Data 19/abril/2004 |
Então a velhinha animada à espera de sua vez era toda tagarela. Acima da escala dos demais, fala alta. Ria estrepitosamente. Transpirava felicidade. A que ganhava em riso estabanado e voluntário. Via-se que a espontaneidade a movia.
O forte em presença era mesmo de anciões. Os não-anciões, bastantes, eram seus condutores e acompanhantes.
Conversar para costurar o tempo. Para torná-lo com algum sentido entre o intervalo que ele com seu nada demarca. Senti-lo vivenciá-lo em seu vazio de silêncio é algo decerto insuportável, principalmente aos idosos.
O vazio do silêncio aciona o descortinamento de lembranças e recordações. O que por certo dá à vida o tamanho dá escassez de seu tempo. O que conscientiza a velhice de que o intervalo entre seu instante e o limite tem a volatilidade das nuvens brancas sob o límpido azul de céu.

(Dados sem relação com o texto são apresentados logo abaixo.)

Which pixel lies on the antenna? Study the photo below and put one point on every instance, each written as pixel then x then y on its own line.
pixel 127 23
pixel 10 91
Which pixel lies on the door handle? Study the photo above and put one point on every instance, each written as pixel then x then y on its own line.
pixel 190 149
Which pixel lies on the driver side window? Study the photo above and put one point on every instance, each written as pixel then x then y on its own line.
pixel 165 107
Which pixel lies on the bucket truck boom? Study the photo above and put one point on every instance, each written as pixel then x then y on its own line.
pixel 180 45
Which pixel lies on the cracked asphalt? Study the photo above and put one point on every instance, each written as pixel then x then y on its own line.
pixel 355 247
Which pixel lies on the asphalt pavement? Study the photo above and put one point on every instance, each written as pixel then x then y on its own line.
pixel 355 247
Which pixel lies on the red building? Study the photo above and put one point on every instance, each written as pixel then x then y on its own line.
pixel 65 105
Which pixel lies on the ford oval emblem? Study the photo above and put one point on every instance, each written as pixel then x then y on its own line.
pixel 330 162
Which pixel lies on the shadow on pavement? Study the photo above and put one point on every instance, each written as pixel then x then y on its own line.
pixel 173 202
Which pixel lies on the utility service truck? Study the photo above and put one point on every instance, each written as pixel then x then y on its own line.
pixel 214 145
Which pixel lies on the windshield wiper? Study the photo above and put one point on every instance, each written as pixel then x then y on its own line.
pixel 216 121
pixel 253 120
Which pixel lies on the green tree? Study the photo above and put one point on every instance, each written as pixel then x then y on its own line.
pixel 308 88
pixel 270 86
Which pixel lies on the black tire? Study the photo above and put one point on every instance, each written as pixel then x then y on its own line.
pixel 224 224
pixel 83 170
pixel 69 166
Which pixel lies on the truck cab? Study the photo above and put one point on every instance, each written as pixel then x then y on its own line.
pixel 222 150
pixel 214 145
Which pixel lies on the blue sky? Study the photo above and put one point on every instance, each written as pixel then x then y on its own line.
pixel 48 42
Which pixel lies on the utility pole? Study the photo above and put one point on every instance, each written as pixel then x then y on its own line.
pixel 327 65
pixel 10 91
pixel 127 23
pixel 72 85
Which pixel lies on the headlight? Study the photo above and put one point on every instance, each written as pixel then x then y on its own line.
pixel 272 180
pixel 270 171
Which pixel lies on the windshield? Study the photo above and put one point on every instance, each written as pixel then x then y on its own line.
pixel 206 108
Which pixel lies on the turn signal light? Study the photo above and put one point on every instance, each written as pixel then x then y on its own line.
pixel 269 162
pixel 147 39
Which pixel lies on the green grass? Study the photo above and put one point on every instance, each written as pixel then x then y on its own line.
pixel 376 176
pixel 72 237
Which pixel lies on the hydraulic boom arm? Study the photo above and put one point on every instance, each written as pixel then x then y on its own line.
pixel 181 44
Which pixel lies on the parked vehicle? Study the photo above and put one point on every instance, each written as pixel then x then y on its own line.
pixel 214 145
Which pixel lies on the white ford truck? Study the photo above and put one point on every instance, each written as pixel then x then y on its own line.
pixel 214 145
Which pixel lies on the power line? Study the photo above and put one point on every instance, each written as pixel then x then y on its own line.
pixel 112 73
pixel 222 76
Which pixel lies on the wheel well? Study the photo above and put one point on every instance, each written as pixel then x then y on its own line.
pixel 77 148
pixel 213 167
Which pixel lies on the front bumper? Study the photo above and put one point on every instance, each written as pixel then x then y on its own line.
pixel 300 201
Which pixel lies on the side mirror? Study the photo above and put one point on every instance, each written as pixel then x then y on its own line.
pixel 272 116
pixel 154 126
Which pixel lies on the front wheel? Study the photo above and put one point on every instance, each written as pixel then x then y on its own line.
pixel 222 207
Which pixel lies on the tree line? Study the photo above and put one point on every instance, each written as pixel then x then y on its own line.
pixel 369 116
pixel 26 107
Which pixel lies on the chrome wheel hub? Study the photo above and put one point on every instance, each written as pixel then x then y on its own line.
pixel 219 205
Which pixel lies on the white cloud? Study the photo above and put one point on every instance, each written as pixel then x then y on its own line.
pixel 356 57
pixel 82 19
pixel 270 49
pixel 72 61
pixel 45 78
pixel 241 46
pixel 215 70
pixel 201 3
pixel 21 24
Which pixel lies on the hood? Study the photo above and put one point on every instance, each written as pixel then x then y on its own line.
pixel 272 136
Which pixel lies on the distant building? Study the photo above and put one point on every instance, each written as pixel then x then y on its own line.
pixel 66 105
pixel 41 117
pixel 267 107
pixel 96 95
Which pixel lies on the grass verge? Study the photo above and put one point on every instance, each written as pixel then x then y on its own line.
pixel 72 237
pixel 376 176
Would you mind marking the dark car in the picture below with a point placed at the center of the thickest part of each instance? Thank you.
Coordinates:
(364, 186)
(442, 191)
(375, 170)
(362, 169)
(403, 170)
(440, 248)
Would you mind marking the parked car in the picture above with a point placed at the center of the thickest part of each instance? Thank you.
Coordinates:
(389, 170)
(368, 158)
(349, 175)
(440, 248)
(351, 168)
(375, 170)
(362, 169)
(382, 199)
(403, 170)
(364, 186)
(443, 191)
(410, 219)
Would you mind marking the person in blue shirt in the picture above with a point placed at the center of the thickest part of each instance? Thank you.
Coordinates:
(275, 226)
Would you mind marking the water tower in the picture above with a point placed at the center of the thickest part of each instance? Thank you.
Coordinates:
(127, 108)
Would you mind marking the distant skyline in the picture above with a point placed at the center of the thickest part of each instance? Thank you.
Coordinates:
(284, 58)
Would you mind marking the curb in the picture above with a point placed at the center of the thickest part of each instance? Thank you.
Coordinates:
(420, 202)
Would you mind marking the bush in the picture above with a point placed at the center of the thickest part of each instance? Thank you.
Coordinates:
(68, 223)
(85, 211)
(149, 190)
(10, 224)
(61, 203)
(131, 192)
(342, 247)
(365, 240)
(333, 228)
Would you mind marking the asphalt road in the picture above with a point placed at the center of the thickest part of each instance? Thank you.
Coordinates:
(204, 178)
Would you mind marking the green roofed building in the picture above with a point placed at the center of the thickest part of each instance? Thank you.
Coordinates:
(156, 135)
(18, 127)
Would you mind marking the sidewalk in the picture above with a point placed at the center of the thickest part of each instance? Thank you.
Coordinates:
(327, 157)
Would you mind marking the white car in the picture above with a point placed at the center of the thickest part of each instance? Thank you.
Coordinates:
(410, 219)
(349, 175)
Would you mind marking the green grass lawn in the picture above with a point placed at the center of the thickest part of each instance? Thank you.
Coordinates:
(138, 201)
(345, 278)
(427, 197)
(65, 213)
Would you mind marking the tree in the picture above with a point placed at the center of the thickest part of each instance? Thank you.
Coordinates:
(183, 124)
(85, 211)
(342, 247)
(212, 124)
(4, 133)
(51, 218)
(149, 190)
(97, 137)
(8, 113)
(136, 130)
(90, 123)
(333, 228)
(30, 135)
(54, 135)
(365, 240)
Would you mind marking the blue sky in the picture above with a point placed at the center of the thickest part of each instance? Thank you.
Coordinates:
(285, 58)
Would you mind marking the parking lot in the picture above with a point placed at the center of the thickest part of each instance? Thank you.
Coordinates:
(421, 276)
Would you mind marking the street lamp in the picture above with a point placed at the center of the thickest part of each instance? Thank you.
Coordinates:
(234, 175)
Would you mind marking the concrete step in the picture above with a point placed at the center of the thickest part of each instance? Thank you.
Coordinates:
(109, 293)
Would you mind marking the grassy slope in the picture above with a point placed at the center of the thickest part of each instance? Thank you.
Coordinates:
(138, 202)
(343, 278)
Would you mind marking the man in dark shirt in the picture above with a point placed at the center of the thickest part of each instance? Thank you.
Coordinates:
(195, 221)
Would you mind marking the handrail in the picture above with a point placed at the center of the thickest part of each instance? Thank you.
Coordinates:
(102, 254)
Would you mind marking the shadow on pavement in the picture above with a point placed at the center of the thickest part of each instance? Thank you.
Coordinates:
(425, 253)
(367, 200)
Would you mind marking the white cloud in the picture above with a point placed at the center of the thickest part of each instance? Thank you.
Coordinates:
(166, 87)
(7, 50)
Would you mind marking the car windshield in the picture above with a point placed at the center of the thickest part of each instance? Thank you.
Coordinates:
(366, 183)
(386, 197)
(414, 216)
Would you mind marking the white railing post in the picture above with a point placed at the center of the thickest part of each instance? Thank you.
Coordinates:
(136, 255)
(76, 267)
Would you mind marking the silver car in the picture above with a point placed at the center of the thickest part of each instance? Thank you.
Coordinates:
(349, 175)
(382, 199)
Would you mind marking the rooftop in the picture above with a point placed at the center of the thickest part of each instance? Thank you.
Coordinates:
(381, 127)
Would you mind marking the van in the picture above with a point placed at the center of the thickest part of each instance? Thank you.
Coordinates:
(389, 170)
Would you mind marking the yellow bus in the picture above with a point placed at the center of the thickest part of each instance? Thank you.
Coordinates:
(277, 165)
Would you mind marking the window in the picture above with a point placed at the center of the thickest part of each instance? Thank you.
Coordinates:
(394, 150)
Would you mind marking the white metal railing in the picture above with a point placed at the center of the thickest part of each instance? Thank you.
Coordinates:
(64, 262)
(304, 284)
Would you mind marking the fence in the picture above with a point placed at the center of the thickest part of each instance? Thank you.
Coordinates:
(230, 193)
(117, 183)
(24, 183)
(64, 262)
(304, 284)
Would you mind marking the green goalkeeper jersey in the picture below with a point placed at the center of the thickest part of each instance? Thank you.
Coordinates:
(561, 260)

Então a velhinha expandia, talvez impensadamente, movida pelo impulso do instinto acionado por esta pulsão psíquica. Falava maquinalmente. Ria ridentemente. Mas muito havia de não contágio. Muitos sorumbáticos rostos encarcerados em preocupação. Os quais por certo entendiam naquela velhinha uma insanidade anunciada, ou assanhamento ridículo, ou uma desconsiderada forma de extravasamento do medo.
Os entre uma e outra extremidade mais enxergavam. Mais notavam a todos e a si mesmos. Sopesavam o medo e a esperança. Enterneciam-se com algumas expressões. Compreendiam certas atitudes. Penalizavam-se com os abatidos. Suportavam com o sorriso da tolerância a velhinha a ponto de não recriminá-la, tampouco incentivá-la. Reconfortavam com palavras afáveis, com afagos, seus íntimos e próximos.
E todos, quando aproximados devidamente pela acentuada espera, passado o período de mútuo conhecimento necessário, se contavam uns aos outros. E as histórias variavam em extensão e dramaticidade, dependendo do temperamento e humor de seu enunciador. E assim de algum modo se reconfortavam entre si.
A velhinha tinha ainda o dom do relacionamento fácil e o inconformismo da espera estática. E ia como um sacerdote afável, um candidato à eleição, um pedinte à cata de tostões, percorrendo os demais pacientes, levando uma palavra de estímulo, uma risada. Esse talvez fosse o modo seu de afugentar o medo que não menos a acometia como aos demais.
Muitos que, como ela, ali estavam para a segunda vez, diziam lembrar-se que da primeira vez ela não procedera como agora. Era uma discretíssima velhinha lá no seu canto, acabrunhada, quase todo o tempo cabisbaixa, quietamente conversando com sua acompanhante.
Lembravam-se que foi então de volta do serviço que tornara de olho limpo e evidente brejeirice senil na face. Falando alto. Aleatoriamente dispensando risonhos cumprifmentos.
E fora agora, de volta para a limpeza do outro olho que dera de ser o antagonismo daquela velhinha da primeira vez. E a razão também se soube logo que as suas perambulações de lugar em lugar foi espalhando.
Era que ao mesmo tempo que punha o moral dos receosos para cima, afirmando que não sentira dor alguma, contava ter vivido uma indescritível visão.
Certo céu azul no qual, vertiginosamente, movimentando-se enormes estrelas de mil cores (lindas, precisavam ver!) brilhavam ziguezagueando feito umas malucas belezas. E ficou muito desolada, quando o médico apagou tudo ao despertar-lhe dizendo que terminara e que tudo estava bem.
Ansiava por reencontrá-las agora na segunda operação. Não via a hora de sua vez. Vão sem medo! Vocês verão estrelas enormes.
E veio a vez segunda da velhinha feliz. Todavia o que se viu no retorno pós-operatório foi aquela velhinha da vez primeira: discretíssima e cabisbaixa.
E se ficou com a sensação de que o céu azul de enormes estrelas multicores não compareceu ao segundo encontro.